The Zoltan Toolkit
However, increasing use of "dynamic" simulation techniques is creating new challenges for developers of parallel software. For example, adaptive finite element methods refine localized regions the mesh and/or adjust the order of the approximation on individual elements to obtain a desired accuracy in the numerical solution. As a result, memory must be allocated dynamically to allow creation of new elements or degrees of freedom. Communication patterns can vary as refinement creates new element neighbors. And localized refinement can cause severe processor load imbalance as elemental and processor work loads change throughout a simulation.
Particle simulations and crash simulations are other examples of dynamic applications. In particle simulations, scalable parallel performance depends upon a good assignment of particles to processors; grouping physically close particles within a single processor reduces inter-processor communication. Similarly, in crash simulations, assignment of physically close surfaces to a single processor enables efficient parallel contact search. In both cases, data structures and communication patterns change as particles and surfaces move. Re-partitioning of the particles or surfaces is needed to maintain geometric locality of objects within processors.
We developed the Zoltan library to simplilfy many of the difficulties arising in dynamic applications. Zoltan is a collection of data management services for unstructured, adaptive and dynamic applications. It includes a suite of parallel partitioning algorithms, data migration tools, parallel graph coloring tools, distributed data directories, unstructured communication services, and dynamic memory management tools. Zoltan's data-structure neutral design allows it to be used by a variety of applications without imposing restrictions on application data structures. Its object-based interface provides a simple and inexpensive way for application developers to use the library and researchers to make new capabilities available under a common interface.
Each object must have a unique global identifier (ID) represented as an array of unsigned integers. Common choices include global numbers of elements (nodes, particles, rows, and so on) that already exist in many applications, or a structure consisting of an owning processor number and the object's local-memory index. Objects might also have local (to a processor) IDs that do not have to be unique globally. Local IDs such as addresses or local-array indices of objects can improve the performance (and convenience) of Zoltan's interface to applications.
We use a simple example to illustrate the above terminology. On the left side of the figure below, a simple finite element mesh is presented.
The blue and red shading indicates the mesh is partitioned for two processors. An application must provide information about the current mesh and partition to Zoltan. If, for example, the application wants Zoltan to perform operations on the elements of the mesh, it must provide information about the elements when Zoltan asks for object information.

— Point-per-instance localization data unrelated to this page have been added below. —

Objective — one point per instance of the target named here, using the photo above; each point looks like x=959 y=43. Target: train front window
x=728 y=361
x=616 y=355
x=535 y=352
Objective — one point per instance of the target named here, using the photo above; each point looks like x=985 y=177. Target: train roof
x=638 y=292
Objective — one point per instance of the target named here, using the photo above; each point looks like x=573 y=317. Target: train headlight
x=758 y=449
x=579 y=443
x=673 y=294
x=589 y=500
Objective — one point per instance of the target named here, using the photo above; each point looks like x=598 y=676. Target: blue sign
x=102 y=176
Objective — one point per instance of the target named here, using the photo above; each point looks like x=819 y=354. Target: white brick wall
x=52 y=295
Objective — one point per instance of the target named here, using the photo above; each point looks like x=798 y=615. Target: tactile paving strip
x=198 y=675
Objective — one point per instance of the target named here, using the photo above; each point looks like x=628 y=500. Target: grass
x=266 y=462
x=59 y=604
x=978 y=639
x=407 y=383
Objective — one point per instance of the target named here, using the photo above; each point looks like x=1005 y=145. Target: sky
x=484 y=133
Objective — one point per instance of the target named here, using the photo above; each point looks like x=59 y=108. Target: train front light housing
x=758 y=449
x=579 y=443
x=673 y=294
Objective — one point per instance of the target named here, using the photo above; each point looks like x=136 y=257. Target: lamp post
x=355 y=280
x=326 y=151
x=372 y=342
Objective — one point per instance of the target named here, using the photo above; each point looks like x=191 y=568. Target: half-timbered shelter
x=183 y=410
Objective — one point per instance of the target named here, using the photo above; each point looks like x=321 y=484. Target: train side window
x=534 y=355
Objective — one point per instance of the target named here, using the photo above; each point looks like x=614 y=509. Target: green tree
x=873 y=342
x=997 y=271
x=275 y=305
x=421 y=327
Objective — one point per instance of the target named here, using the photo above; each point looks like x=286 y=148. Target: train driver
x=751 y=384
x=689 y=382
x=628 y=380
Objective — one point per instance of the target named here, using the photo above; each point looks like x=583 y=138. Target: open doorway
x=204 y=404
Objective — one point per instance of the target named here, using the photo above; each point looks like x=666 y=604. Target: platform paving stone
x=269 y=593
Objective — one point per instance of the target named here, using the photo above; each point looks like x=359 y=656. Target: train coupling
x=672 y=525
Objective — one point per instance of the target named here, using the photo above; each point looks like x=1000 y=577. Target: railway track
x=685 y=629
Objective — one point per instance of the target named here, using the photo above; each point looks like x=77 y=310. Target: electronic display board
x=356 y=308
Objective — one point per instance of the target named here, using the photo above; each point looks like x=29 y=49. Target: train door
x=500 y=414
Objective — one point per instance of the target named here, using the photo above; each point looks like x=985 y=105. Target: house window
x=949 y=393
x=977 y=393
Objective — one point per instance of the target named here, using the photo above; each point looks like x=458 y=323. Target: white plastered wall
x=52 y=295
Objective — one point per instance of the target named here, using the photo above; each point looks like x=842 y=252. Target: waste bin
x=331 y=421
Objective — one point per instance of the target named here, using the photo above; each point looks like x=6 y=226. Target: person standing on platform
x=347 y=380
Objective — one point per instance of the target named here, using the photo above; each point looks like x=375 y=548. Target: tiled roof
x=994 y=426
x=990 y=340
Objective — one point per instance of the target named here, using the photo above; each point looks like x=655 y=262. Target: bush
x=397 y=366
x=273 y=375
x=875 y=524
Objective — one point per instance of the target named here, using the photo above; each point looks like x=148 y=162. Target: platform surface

In this example, the elements have unique IDs assigned to them, as shown by the letters in the elements. These unique letters can be used as global IDs in Zoltan. In addition, on each processor, local numbering information may be available. For instance, the elements owned by a processor may be stored in arrays in the processor's memory. An element's local array index may be provided to Zoltan as a local ID.
For geometric algorithms, the application must provide coordinate information to Zoltan. In this example, the coordinates of the mid-point of an element are used.

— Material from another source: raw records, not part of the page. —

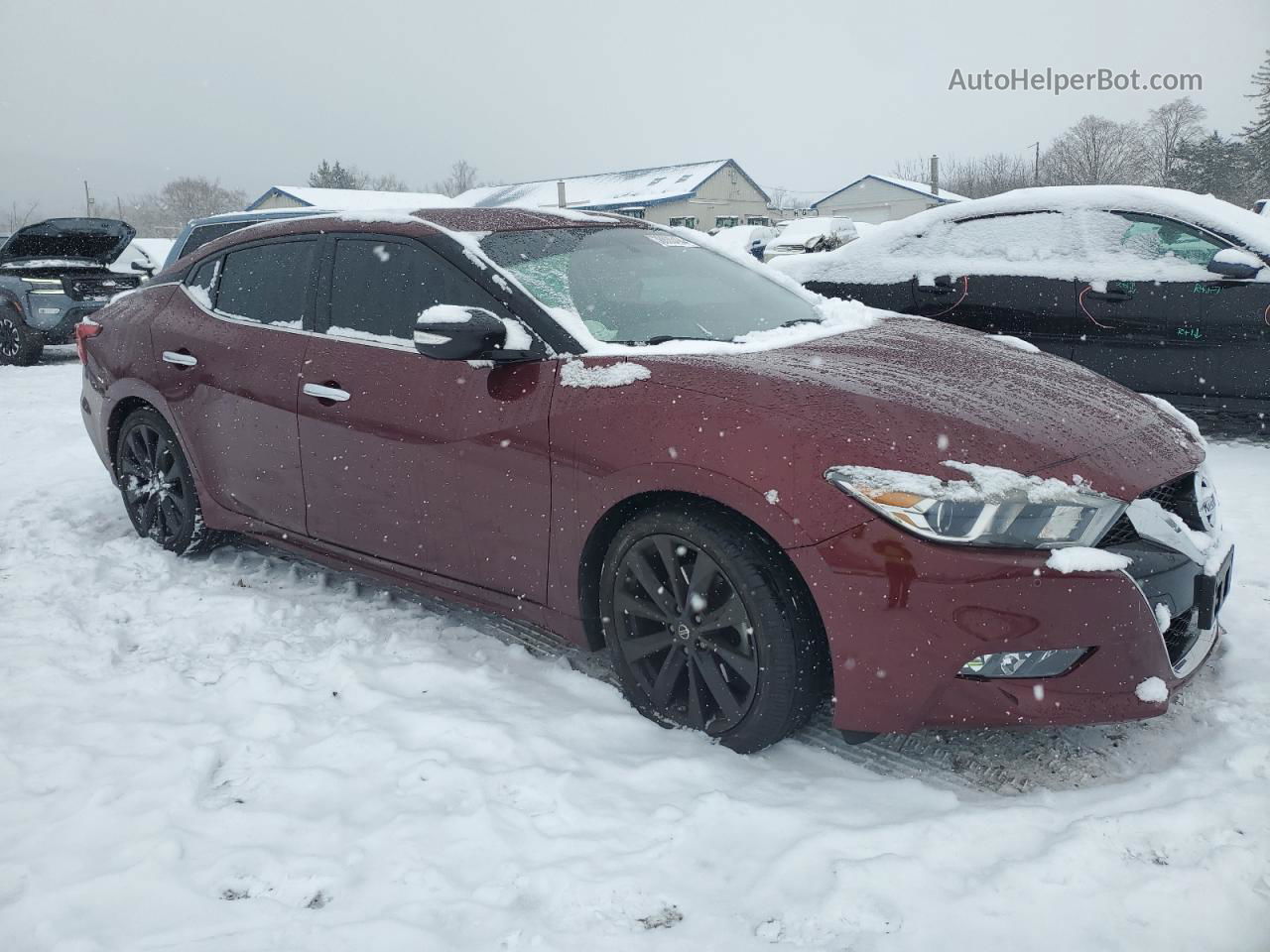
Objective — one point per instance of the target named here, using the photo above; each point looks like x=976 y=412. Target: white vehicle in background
x=812 y=234
x=746 y=239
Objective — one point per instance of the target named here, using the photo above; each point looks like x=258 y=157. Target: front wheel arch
x=606 y=529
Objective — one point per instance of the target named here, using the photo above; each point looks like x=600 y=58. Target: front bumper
x=905 y=615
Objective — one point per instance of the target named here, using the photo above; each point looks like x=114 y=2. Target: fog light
x=1024 y=664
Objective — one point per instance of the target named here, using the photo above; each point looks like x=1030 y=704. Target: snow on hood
x=910 y=394
x=96 y=240
x=1067 y=243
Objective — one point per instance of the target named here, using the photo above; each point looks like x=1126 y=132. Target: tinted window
x=379 y=289
x=267 y=284
x=634 y=285
x=1153 y=238
x=203 y=234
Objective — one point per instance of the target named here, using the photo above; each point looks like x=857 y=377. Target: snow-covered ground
x=245 y=753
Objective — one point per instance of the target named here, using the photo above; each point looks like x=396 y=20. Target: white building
x=345 y=198
x=697 y=195
x=878 y=198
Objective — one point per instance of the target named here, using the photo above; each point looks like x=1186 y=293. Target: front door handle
x=324 y=393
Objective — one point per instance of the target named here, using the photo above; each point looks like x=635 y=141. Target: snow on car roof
x=1034 y=246
x=354 y=198
x=613 y=189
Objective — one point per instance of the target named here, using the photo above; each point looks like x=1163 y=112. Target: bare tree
x=1167 y=134
x=462 y=177
x=1096 y=151
x=18 y=218
x=163 y=213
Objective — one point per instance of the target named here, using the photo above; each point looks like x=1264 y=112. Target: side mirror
x=1236 y=263
x=453 y=333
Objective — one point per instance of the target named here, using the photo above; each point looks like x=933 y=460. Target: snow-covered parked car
x=1164 y=291
x=812 y=234
x=53 y=276
x=753 y=498
x=744 y=239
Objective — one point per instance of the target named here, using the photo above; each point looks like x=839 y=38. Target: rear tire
x=19 y=344
x=710 y=629
x=158 y=486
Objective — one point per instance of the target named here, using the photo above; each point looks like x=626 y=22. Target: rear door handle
x=324 y=393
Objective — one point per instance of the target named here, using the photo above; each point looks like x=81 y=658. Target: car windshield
x=636 y=286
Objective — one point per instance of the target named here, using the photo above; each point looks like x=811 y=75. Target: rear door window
x=267 y=284
x=379 y=290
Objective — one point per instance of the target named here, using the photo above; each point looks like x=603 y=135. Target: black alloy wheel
x=708 y=626
x=158 y=486
x=685 y=634
x=18 y=344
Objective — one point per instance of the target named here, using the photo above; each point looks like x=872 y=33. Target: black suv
x=1166 y=293
x=53 y=276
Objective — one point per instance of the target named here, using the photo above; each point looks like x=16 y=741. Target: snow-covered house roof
x=919 y=186
x=341 y=199
x=633 y=188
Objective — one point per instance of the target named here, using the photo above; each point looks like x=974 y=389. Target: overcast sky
x=804 y=95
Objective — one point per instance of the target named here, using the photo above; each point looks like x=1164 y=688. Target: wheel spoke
x=729 y=615
x=719 y=689
x=645 y=645
x=744 y=667
x=666 y=547
x=172 y=517
x=672 y=667
x=703 y=572
x=149 y=512
x=697 y=717
x=647 y=578
x=629 y=603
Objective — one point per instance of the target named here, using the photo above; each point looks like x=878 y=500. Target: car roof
x=421 y=221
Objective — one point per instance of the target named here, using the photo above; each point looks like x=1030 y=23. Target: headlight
x=993 y=508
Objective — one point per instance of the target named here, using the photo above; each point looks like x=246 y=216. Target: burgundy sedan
x=612 y=431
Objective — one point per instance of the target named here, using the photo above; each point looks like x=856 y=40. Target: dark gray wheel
x=158 y=486
x=19 y=344
x=708 y=629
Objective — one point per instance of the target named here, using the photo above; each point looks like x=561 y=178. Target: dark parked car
x=1164 y=291
x=54 y=275
x=549 y=416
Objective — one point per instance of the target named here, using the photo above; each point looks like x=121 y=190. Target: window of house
x=379 y=289
x=267 y=284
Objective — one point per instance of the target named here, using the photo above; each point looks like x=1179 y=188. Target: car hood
x=908 y=394
x=79 y=240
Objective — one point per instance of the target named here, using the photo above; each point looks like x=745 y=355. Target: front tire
x=19 y=344
x=708 y=627
x=158 y=486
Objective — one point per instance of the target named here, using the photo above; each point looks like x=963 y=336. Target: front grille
x=98 y=287
x=1180 y=636
x=1176 y=497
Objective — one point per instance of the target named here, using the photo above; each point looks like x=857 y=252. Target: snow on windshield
x=1082 y=232
x=622 y=291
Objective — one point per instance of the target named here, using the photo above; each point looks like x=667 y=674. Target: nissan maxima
x=753 y=498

For hypergraph- and graph-based algorithms, information about the connectivity of the objects must be provided to Zoltan. In this example, the application may consider elements connected if they share a face. A hypergraph representing this problem is then shown to the right of the mesh. A hyperedge exists for each object (squares labeled with lower-case letters corresponding to the related object). Each hyperedge connects the object and all of its face neighbors. The hyperedges are passed to Zoltan with a label (in this example, a lower-case letter) and a list of the object IDs in that hyperedge.
Graph connections, or edges, across element faces may also specified. Connectivity information is passed to Zoltan by specifying a neighbor list for an object. The neighbor list consists of the global IDs of neighboring objects and the processor(s) currently owning those objects. Because relationships across faces are bidirectional, the graph edge lists and hypergraph hyperedge lists are nearly identical. If, however, information flowed to, say, only the north and east edge neighbors of an element, the hypergraph model would be needed, as the graph model can represent only bidirectional relationships. In this case, the hyperedge contents would include only the north and east neighbors; they would exclude south and west neighbors.
The table below summarizes the information provided to Zoltan by an application for this finite element mesh. Information about the objects includes their global and local IDs, geometry data, hypergraph data, and graph data.
To keep the application interface simple, we use a small set of callback functions and make them easy to write by requesting only information that is easily accessible to applications. For example, the most basic partitioning algorithms require only four callback functions. These functions return the number of objects owned by a processor, a list of weights and IDs for owned objects, the problem's dimensionality, and a given object's coordinates. More sophisticated graph-based partitioning algorithms require only two additional callback functions, which return the number of edges per object and edge lists for objects.